The first African-American priest in the U.S. could become the country’s first African-American saint, as his cause recently took another step forward.

A document summarizing the life, virtue and alleged miracles of Fr. Augustus Tolton, known as the positio, was unanimously approved as historically correct by a committee of six historical consultants to the Congregation of Causes of Saints in Rome last March, clearing the way for the priest’s cause for canonization to continue moving forward.

Chicago Auxiliary Bishop Joseph N. Perry, who was ordained in the Archdiocese of Milwaukee in 1975, is postulator of the cause of Fr.

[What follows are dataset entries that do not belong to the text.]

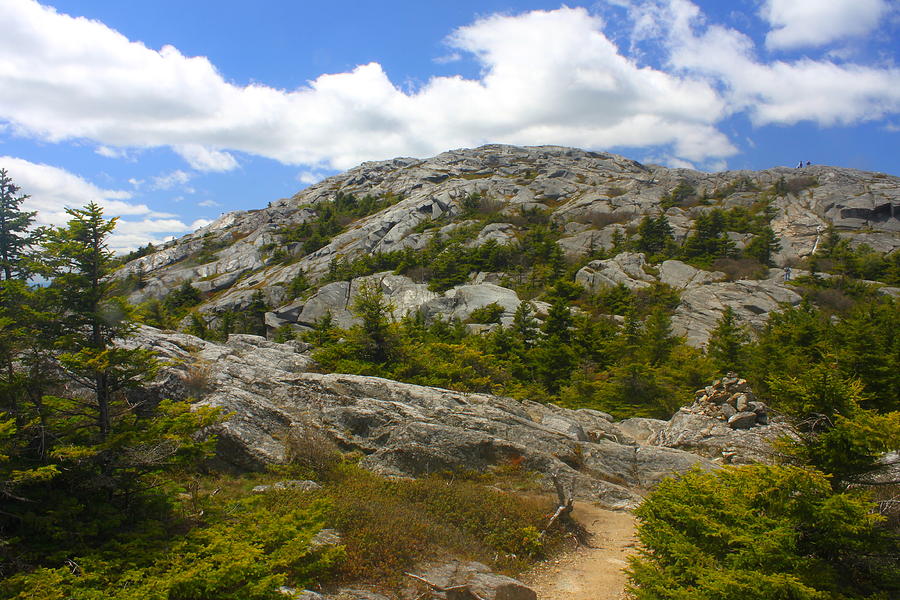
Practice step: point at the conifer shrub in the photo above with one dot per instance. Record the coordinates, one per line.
(489, 313)
(760, 532)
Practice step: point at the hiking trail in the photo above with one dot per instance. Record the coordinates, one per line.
(593, 572)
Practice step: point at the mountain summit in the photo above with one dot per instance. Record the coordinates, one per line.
(698, 232)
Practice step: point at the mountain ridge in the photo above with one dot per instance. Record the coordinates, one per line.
(588, 196)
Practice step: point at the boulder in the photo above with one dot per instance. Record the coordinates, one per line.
(408, 430)
(628, 268)
(474, 580)
(742, 420)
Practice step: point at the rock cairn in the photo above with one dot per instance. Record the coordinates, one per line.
(730, 399)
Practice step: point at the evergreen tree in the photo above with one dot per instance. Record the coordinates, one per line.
(525, 324)
(374, 311)
(17, 237)
(657, 340)
(92, 321)
(654, 235)
(727, 342)
(763, 246)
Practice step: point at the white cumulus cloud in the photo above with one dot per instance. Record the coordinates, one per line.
(52, 190)
(548, 77)
(779, 92)
(168, 181)
(799, 23)
(205, 159)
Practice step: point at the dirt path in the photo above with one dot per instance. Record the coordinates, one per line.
(594, 572)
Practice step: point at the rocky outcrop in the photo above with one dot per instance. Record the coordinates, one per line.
(466, 581)
(409, 430)
(704, 294)
(591, 195)
(726, 423)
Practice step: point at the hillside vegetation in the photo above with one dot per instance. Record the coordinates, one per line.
(108, 495)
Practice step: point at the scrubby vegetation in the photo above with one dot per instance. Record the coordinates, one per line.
(105, 496)
(101, 497)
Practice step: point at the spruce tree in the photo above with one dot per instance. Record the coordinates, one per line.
(727, 341)
(91, 320)
(17, 237)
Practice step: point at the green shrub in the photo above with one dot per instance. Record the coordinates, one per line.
(757, 533)
(489, 313)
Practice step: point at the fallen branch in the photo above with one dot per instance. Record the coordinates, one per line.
(564, 507)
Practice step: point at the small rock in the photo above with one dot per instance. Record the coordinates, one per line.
(757, 407)
(742, 420)
(326, 537)
(740, 402)
(297, 484)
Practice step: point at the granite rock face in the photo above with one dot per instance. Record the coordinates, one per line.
(409, 430)
(590, 195)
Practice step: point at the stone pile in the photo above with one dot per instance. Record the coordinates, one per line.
(730, 399)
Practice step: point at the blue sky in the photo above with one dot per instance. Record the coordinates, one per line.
(170, 113)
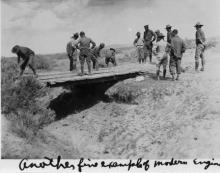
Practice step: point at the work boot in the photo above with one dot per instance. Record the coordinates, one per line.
(164, 73)
(196, 66)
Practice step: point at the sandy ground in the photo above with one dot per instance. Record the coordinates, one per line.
(172, 119)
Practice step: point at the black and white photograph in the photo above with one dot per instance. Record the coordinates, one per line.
(110, 79)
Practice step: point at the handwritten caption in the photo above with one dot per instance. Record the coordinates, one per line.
(88, 163)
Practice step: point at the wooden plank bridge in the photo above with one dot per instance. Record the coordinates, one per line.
(56, 79)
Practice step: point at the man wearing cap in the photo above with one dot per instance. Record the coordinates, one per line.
(139, 43)
(169, 33)
(157, 32)
(84, 44)
(71, 50)
(110, 56)
(161, 51)
(96, 54)
(177, 49)
(200, 46)
(27, 55)
(149, 38)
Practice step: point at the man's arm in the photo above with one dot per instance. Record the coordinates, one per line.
(93, 43)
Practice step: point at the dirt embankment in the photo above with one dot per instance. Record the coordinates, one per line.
(165, 119)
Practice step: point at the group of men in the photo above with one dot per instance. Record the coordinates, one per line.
(170, 50)
(89, 52)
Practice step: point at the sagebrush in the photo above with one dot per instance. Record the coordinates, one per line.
(20, 101)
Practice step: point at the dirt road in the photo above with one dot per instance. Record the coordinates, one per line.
(170, 119)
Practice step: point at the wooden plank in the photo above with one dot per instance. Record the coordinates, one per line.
(104, 74)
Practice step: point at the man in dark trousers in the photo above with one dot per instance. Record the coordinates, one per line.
(200, 46)
(138, 43)
(177, 49)
(27, 55)
(149, 38)
(71, 51)
(110, 56)
(85, 51)
(96, 54)
(169, 33)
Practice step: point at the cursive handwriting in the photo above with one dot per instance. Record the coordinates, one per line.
(131, 164)
(172, 162)
(206, 163)
(82, 164)
(49, 162)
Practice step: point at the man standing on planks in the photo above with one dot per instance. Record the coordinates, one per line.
(85, 51)
(72, 51)
(177, 49)
(200, 46)
(28, 58)
(149, 38)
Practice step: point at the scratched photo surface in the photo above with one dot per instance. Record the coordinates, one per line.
(96, 79)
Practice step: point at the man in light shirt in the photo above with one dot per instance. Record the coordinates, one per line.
(178, 47)
(200, 47)
(96, 55)
(139, 43)
(72, 51)
(84, 44)
(161, 51)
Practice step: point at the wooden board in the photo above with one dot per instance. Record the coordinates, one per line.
(56, 78)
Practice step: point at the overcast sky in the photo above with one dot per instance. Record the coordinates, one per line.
(46, 25)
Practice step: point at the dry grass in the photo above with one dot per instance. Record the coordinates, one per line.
(20, 102)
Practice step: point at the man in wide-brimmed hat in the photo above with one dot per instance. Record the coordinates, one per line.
(27, 55)
(71, 50)
(200, 46)
(161, 50)
(85, 47)
(96, 55)
(157, 32)
(178, 47)
(139, 43)
(169, 33)
(149, 38)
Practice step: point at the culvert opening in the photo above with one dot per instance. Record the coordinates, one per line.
(79, 98)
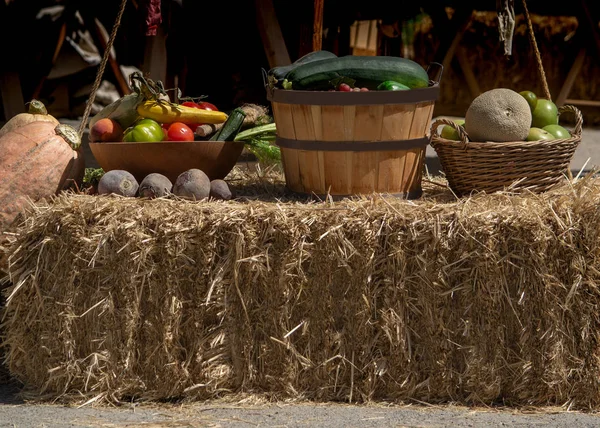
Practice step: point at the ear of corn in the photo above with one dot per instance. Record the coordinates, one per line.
(166, 112)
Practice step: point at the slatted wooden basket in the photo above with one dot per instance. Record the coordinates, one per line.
(490, 166)
(341, 144)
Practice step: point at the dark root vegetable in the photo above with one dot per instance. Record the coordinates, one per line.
(155, 185)
(119, 182)
(219, 189)
(192, 184)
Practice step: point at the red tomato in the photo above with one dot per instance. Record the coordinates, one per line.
(190, 104)
(179, 131)
(202, 105)
(207, 106)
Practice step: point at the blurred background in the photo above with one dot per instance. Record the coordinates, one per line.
(52, 49)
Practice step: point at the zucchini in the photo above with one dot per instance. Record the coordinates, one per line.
(231, 127)
(277, 74)
(366, 71)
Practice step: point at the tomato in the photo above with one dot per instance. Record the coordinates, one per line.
(202, 105)
(144, 131)
(207, 106)
(190, 104)
(179, 131)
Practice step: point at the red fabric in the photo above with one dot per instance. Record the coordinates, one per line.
(152, 16)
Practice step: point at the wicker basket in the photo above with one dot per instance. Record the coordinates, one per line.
(536, 166)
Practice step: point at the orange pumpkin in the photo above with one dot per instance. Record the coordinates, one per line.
(37, 160)
(36, 113)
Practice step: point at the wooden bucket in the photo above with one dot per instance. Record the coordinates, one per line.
(354, 143)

Tolton, who has the title “servant of God” at this stage in his cause.

The Missouri native escaped slave owners with two siblings and his mother, Martha Jane, during the Civil War from Brush Creek, Missouri, to Quincy, Illinois, via the Underground Railroad. Thanks to a local priest, Fr. Peter McGirr, Fr. Tolton later received a Catholic school education despite the objection of those who opposed his being taught in a classroom with white students.

With the assistance of the Franciscan Friars, Fr. Tolton studied in Rome at the Propaganda Seminary and Urban College because no American seminary would admit him. He was ordained there in 1886, expecting to serve the African missions. Instead, he was directed to return to the United States to minister to black Catholics here. Known for his eloquent homilies, Fr. Tolton also displayed great determination in his ministry as he successfully led the development and construction of St. Monica’s Catholic Church as a black “national church” on Chicago’s South Side. He died July 9, 1897, from heat stroke during a heat wave that claimed more than 60 lives. He was just 43.

According to Bishop Perry, we live in a society that rejects the idea of deriving meaning from setback, suffering, misery and tragedy.  We are taught to believe that by merely living the good life, we will receive blessings and abundance. Finding blessing in life’s misfortunes is challenging for most, but, he said, it is the storyline of our salvation and the Good News of the Gospel we try to grasp each Sunday and the days in-between.

“Fr. Augustus Tolton shows us in his own life’s pattern that we can find blessing in everything, even what is most painful. The saints have modeled for us how to embrace the joys and the sorrows of life. Similarly, Fr. Tolton’s story is one of suffering service,” he explained. “Through his experience of racial negation by a society that would separate black and white by the force of the law Tolton found the love of God, found his own vocation and ultimately has received his reward from God as a pioneer figure of Christian faith in action, love of neighbor and pastoral charity despite the bigotry that was thrown back at him. The record of his life does not reveal retaliation toward anyone or anything.”

Bishop Perry also said that the mild-mannered and self-effacing, Fr. Tolton shows us how to work through fear, doubt, hurt, disappointment and sadness. He helps us see these experiences through the prism of the Lord’s own sufferings to redeem a people. Fr. Tolton was a model Christian and priest during a time of contradiction in the county, a time of social deficits that attempted to derail his priestly ministry.

“Suffering service was Fr. Tolton’s spirituality,” he said. “Despite what was thrown at him, he never lost his love for the Catholic Church and was able to pardon those who wronged him. His ministry was conspicuously tailored to both black and white at a time when society and the Church were not ready to see evangelical possibilities of diverse peoples living and worshipping in the same space. Tolton’s beatification and canonization will situate the story of African American Catholics alongside other ethnic groupings of Catholicism and their suffering journeys as being worthy of notice and enriching the vast variety that is Roman Catholicism.  Black Catholics in the United States will have arrived at an honored place in the Catholic Church.”

Fr. Tolton’s courageous life is an example of persevering under great odds. He ministered and cared for people despite race or condition, and maintained a humble and obedient spirit in the face of indifference and the scourge of racism, explained Bishop Perry.

“The Canonization of Fr. Augustus Tolton will register as a milestone that one of our race, an African American, has reached the altars, whose name can be invoked in the litanies with all other saints and during the celebration of the Eucharist, meaning that the Catholic Church will have delivered a strong signal of recognizing the saga of black Catholics witnessed over these many centuries,” said Bishop Perry. “For me, it will mean an endorsement of the effort over the years to raise aloft Tolton’s story as a young black man worthy of the Church’s notice and an affirmation of Tolton’s suffering experience amidst society and church that was ambivalent about his worth as a human being and as a priest.”